I agree in principle on changing xfs_log_force() behavior, but I think
there's a possibility that CIL context abort simply has a bug that
causes this problem for async log forces that happen to race with a
shutdown (re: the analysis above).

That aside, having some kind of guideline on when (not) to call a sync
log force or shutdown is partly what I'm trying to reason about. Your
statement above implies that such a guideline could be to not do so in
general while holding things like buffer locks. That sounds perfectly
reasonable to me and is much more straightforward of a concept to apply
to future code on review rather than trying to work out whether each
sync log force or shutdown site can somehow result in a shutdown
deadlock.

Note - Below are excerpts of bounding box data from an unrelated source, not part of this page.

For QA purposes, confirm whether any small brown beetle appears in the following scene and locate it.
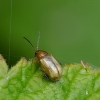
[23,34,62,81]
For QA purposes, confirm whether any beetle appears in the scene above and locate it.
[23,33,62,81]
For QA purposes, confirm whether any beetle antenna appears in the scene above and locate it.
[37,31,40,50]
[23,37,36,51]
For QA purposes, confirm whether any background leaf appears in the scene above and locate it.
[0,57,100,100]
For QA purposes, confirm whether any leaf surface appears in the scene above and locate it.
[0,55,100,100]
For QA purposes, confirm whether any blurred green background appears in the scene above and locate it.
[0,0,100,66]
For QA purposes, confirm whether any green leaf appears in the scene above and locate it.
[0,55,100,100]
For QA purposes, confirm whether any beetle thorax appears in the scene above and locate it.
[35,50,48,60]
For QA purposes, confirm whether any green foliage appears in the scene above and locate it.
[0,55,100,100]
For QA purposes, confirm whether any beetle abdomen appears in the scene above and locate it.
[40,54,62,80]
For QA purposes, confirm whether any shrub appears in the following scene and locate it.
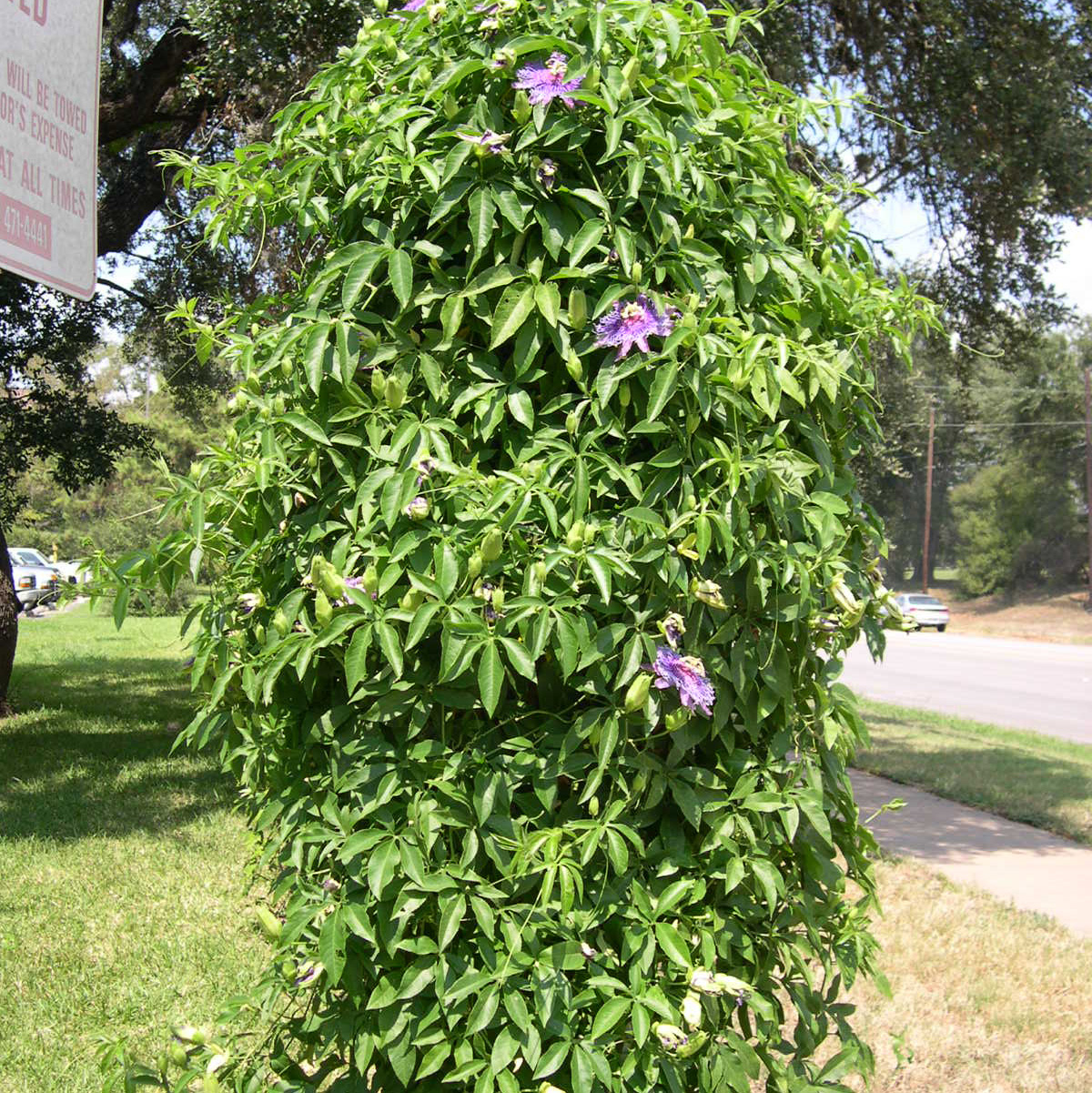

The only open question I see is whether this needs to apply to
all log forces or only sync log forces...

Brian

--- 8< ---

diff --git a/fs/xfs/xfs_log_cil.c b/fs/xfs/xfs_log_cil.c
index d3884e08b43c..5e595948bc5a 100644
--- a/fs/xfs/xfs_log_cil.c
+++ b/fs/xfs/xfs_log_cil.c
@@ -582,6 +582,19 @@ xlog_cil_committed(
 	struct xfs_cil_ctx	*ctx = args;
 	struct xfs_mount	*mp = ctx->cil->xc_log->l_mp;
 
+	/*
+	 * If the I/O failed, we're aborting the commit and already shutdown.
+	 * Wake any commit waiters before aborting the log items so we don't
+	 * block async log pushers on callbacks. Async log pushers explicitly do
+	 * not wait on log force completion because they may be holding locks
+	 * required to unpin items.
+	 */
+	if (abort) {
+		spin_lock(&ctx->cil->xc_push_lock);
+		wake_up_all(&ctx->cil->xc_commit_wait);
+		spin_unlock(&ctx->cil->xc_push_lock);
+	}
+
 	xfs_trans_committed_bulk(ctx->cil->xc_log->l_ailp, ctx->lv_chain,
 					ctx->start_lsn, abort);
 
@@ -589,15 +602,7 @@ xlog_cil_committed(
 	xfs_extent_busy_clear(mp, &ctx->busy_extents,
 			     (mp->m_flags & XFS_MOUNT_DISCARD) && !abort);
 
-	/*
-	 * If we are aborting the commit, wake up anyone waiting on the
-	 * committing list.  If we don't, then a shutdown we can leave processes
-	 * waiting in xlog_cil_force_lsn() waiting on a sequence commit that
-	 * will never happen because we aborted it.
-	 */
 	spin_lock(&ctx->cil->xc_push_lock);
-	if (abort)
-		wake_up_all(&ctx->cil->xc_commit_wait);
 	list_del(&ctx->committing);
 	spin_unlock(&ctx->cil->xc_push_lock);